Fire Punch is unrelentingly bleak. Few of its characters could be described as good people; they're all capable of horrific, detached brutality. In its frozen wasteland apocalypse, people are enslaved, abused and tortured with a disturbing lack of malice. That dispassionate approach and the art's lack of prurient interest in the specifics save the manga from descending into outright pornography, but it also leaves a deep nihilistic streak running through every one of its characters.

By comparison, the characters in Chainsaw Man are distressingly human in their desires and actions. Denji's dream life is shallow and cheap, but that clear, simple goal, however selfish and juvenile, drives every action he takes; his naivete stands in stark contrast to most of the other characters. Aki's dreams are just as selfish as Denji's, even if he dresses them up in lofty terms, but at least Denji is willing to admit what he's really chasing after.

(It's also worth pointing out that while the other characters are driven mostly by fear or hatred, Denji is coming from a place where he had nothing and is chasing hope for something more from life.)

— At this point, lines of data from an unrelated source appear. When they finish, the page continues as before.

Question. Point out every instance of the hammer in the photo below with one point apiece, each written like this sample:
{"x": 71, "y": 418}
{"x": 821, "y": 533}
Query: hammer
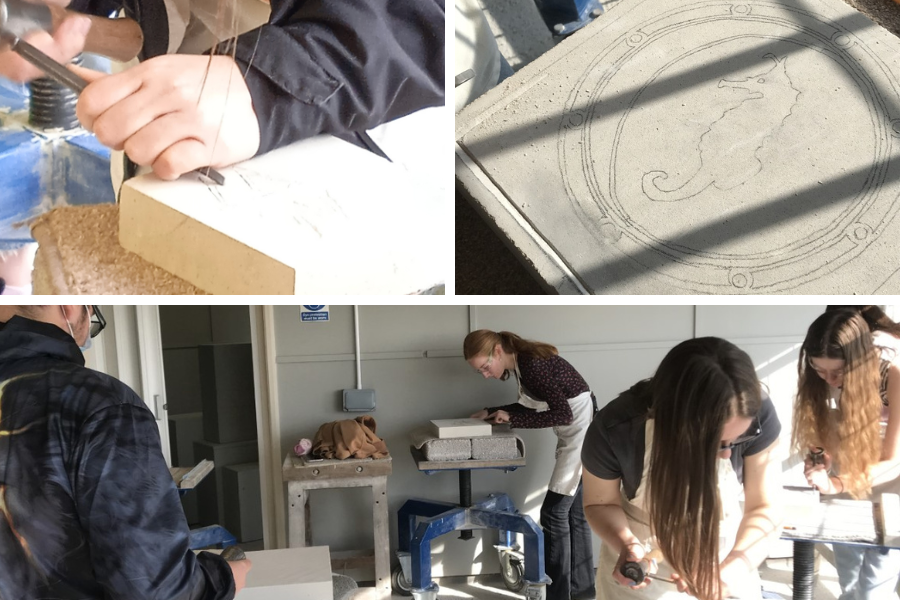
{"x": 233, "y": 553}
{"x": 119, "y": 39}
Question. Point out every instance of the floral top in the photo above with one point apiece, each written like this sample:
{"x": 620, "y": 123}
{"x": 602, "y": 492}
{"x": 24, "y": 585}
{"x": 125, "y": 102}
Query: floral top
{"x": 552, "y": 380}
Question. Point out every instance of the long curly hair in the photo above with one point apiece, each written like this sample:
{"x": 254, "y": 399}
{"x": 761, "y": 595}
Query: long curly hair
{"x": 483, "y": 341}
{"x": 700, "y": 385}
{"x": 851, "y": 434}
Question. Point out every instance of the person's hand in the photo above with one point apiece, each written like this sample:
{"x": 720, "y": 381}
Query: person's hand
{"x": 239, "y": 569}
{"x": 826, "y": 459}
{"x": 174, "y": 113}
{"x": 633, "y": 552}
{"x": 63, "y": 45}
{"x": 500, "y": 416}
{"x": 818, "y": 478}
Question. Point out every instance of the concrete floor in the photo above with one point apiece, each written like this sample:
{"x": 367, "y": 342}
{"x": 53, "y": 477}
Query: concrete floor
{"x": 484, "y": 265}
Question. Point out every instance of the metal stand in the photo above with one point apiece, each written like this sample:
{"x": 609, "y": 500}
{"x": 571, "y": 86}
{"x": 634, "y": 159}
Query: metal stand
{"x": 421, "y": 521}
{"x": 804, "y": 569}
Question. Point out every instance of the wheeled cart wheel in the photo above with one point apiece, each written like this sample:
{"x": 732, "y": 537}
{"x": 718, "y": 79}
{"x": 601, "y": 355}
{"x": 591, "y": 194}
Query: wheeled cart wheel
{"x": 513, "y": 571}
{"x": 399, "y": 582}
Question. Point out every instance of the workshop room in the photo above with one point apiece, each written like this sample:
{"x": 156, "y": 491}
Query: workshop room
{"x": 459, "y": 451}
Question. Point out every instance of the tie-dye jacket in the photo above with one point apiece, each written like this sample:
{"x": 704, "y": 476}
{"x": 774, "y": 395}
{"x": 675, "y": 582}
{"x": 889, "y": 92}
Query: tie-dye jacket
{"x": 88, "y": 508}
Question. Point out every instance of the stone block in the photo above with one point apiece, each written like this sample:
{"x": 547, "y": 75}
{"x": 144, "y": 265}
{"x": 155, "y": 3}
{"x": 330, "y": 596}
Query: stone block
{"x": 210, "y": 495}
{"x": 243, "y": 501}
{"x": 495, "y": 447}
{"x": 226, "y": 392}
{"x": 295, "y": 573}
{"x": 703, "y": 148}
{"x": 448, "y": 449}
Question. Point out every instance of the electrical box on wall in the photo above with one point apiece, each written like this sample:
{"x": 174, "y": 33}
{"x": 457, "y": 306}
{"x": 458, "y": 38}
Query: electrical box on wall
{"x": 359, "y": 400}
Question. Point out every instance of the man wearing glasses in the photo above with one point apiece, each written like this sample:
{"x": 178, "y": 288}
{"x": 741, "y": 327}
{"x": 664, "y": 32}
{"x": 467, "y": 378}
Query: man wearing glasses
{"x": 88, "y": 508}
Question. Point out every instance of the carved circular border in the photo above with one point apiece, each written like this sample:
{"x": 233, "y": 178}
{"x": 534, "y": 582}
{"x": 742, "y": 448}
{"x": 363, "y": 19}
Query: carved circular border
{"x": 707, "y": 271}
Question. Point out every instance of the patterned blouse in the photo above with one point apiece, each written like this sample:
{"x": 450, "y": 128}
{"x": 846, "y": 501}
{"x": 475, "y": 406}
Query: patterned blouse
{"x": 88, "y": 509}
{"x": 552, "y": 380}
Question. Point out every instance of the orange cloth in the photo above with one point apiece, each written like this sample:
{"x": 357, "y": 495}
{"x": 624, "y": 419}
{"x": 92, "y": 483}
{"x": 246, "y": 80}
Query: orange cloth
{"x": 350, "y": 438}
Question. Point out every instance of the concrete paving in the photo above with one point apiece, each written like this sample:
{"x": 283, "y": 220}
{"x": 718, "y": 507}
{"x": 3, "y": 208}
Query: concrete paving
{"x": 711, "y": 148}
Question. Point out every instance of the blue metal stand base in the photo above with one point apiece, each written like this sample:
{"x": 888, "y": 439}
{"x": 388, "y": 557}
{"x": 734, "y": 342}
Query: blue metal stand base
{"x": 43, "y": 170}
{"x": 437, "y": 518}
{"x": 563, "y": 17}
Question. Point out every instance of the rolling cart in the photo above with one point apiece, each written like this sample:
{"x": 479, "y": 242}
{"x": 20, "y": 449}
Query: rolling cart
{"x": 421, "y": 521}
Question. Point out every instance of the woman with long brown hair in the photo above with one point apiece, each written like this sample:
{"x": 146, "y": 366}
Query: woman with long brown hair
{"x": 665, "y": 466}
{"x": 848, "y": 404}
{"x": 551, "y": 393}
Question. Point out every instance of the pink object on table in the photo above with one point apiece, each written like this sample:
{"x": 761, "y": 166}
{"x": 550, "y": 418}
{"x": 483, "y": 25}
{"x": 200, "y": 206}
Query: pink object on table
{"x": 302, "y": 447}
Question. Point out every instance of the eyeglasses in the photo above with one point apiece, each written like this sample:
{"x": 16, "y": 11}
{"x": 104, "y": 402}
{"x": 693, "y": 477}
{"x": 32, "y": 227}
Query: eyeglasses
{"x": 752, "y": 433}
{"x": 483, "y": 369}
{"x": 98, "y": 323}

So while it might share its predecessor's penchant for horrific, bloody violence, the existence of humans (ish) with fantastical superpowers, and a single-minded protagonist drawn accidentally into a conflict larger than he realises, because their motives are easy to understand, even the worst devils in Chainsaw Man feel more human than anyone in Fire Punch, and it's much easier to root for their success, lament their failures, and mourn their passing.